In a moment he found himself in obsidian darkness, barely able to see branches until they swept by, inches from his face, or scraped his exposed knuckles. His knees crashed through weeds and small bushes, the shotgun that he held protectively before him bumped small limbs, a branch slashed painfully along his ribs. He had to veer around several trees that materialized out of nowhere.

He found himself at the foot of what seemed to be another slope rising into the graphite sky, a sky almost obscured through the spiky branches overhead. He stomped and pushed his way forward, as the throbbing noise of the engine behind him grew ever louder, ever nearer …

… then died abruptly.

He staggered to a halt, tottering in place, trying to stifle his loud panting. He pivoted slowly in a complete circle, straining his ears for any sound from the ominous shadows.

And heard nothing.

That chill silence scared him more than the engine noise. The vehicle had stopped close by, near where he had left the path. As if they knew where he was. Maybe they had seen his footprints or some branches he’d broken.

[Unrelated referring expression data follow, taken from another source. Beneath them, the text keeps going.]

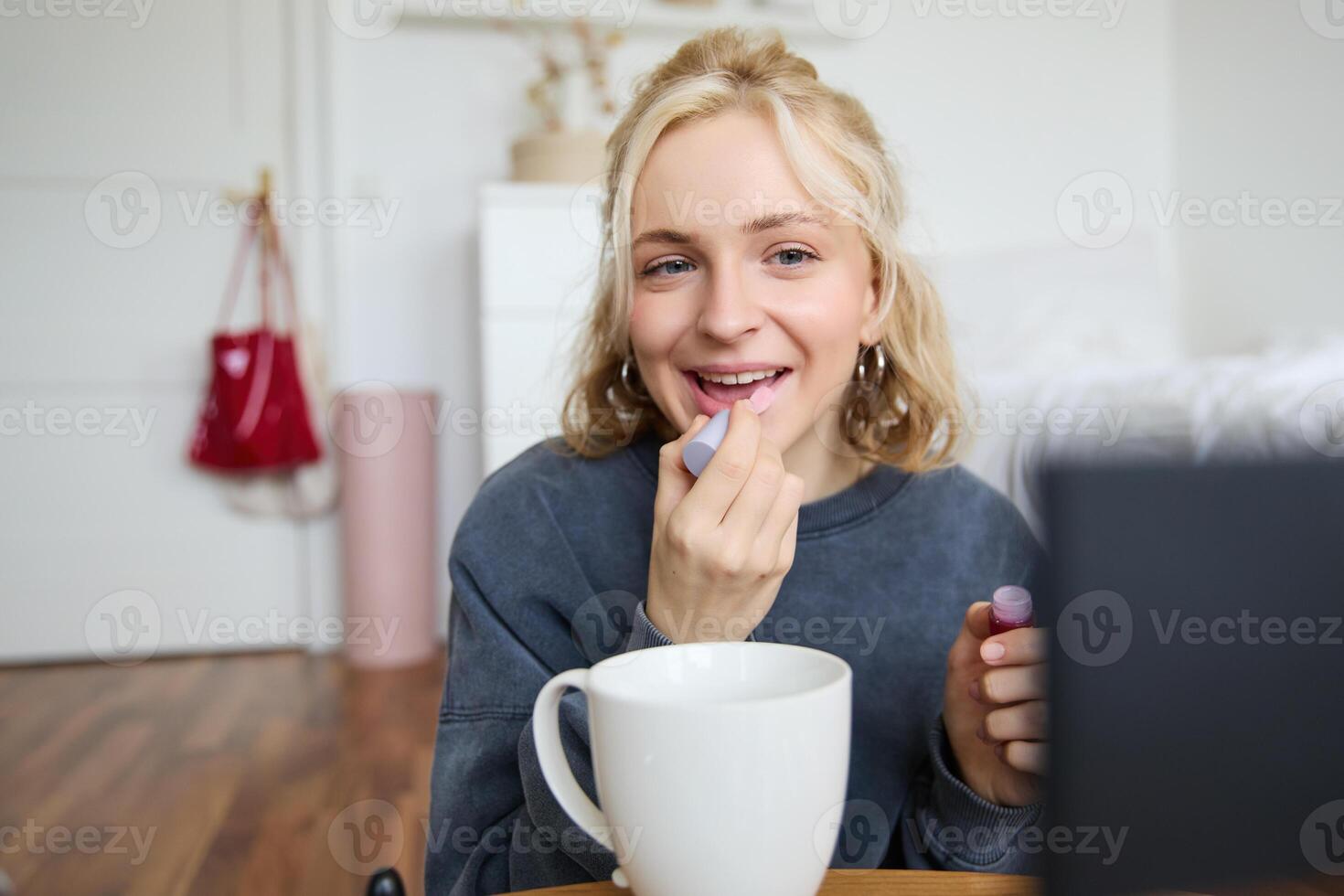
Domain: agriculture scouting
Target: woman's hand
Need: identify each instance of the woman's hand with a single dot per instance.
(994, 709)
(722, 543)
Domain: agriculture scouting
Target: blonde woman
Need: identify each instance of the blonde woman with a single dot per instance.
(752, 238)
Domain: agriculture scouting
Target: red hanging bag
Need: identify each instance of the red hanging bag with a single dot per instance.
(256, 417)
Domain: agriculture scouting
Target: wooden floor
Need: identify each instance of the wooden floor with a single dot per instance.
(242, 774)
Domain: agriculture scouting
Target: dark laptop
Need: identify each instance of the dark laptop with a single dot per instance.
(1197, 678)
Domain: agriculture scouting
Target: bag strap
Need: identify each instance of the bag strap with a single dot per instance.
(281, 261)
(272, 252)
(235, 277)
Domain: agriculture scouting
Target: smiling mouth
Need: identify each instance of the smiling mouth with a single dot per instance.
(712, 397)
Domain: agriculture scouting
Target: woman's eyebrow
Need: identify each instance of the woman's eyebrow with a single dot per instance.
(755, 226)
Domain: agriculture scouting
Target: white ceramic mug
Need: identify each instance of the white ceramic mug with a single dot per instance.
(720, 766)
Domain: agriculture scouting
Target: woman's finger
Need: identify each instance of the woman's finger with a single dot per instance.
(1021, 721)
(1026, 755)
(729, 469)
(745, 517)
(1012, 684)
(1017, 647)
(675, 481)
(778, 531)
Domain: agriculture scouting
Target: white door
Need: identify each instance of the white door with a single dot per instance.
(111, 286)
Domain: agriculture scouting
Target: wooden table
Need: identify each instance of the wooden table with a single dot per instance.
(946, 883)
(849, 881)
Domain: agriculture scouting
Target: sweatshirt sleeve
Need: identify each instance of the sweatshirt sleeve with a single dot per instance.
(494, 824)
(645, 635)
(945, 825)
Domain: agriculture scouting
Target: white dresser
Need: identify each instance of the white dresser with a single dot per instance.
(538, 272)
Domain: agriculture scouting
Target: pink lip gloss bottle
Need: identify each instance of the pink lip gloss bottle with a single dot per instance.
(1011, 609)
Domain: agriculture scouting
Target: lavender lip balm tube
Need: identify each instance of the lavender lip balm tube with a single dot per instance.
(699, 450)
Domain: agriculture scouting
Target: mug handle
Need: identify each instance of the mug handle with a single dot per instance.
(555, 764)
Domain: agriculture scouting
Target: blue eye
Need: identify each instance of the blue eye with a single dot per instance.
(797, 252)
(661, 268)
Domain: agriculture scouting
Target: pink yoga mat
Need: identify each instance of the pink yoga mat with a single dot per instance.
(389, 504)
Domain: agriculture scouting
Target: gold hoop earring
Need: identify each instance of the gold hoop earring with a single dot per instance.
(625, 380)
(860, 369)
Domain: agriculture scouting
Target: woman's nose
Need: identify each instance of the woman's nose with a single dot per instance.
(729, 311)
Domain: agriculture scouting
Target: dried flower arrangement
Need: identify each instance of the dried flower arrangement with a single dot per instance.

He had to find a place to hide—fast.

He tried to keep quiet as he continued pushing forward. After another minute or two, he found just what he needed: a thicket so dark and dense that he would be invisible. He moved around it, searching for an access point. On the far side, he found an indentation in the vegetation and slipped inside. He faced inward, away from the opening, hoping to hide the glinting metal surface of the shotgun.

It was almost totally dark in there, and so quiet that he thought he could hear his own heart beating in his chest. He stood as still as he could, sweat soaking the inside of his clothes.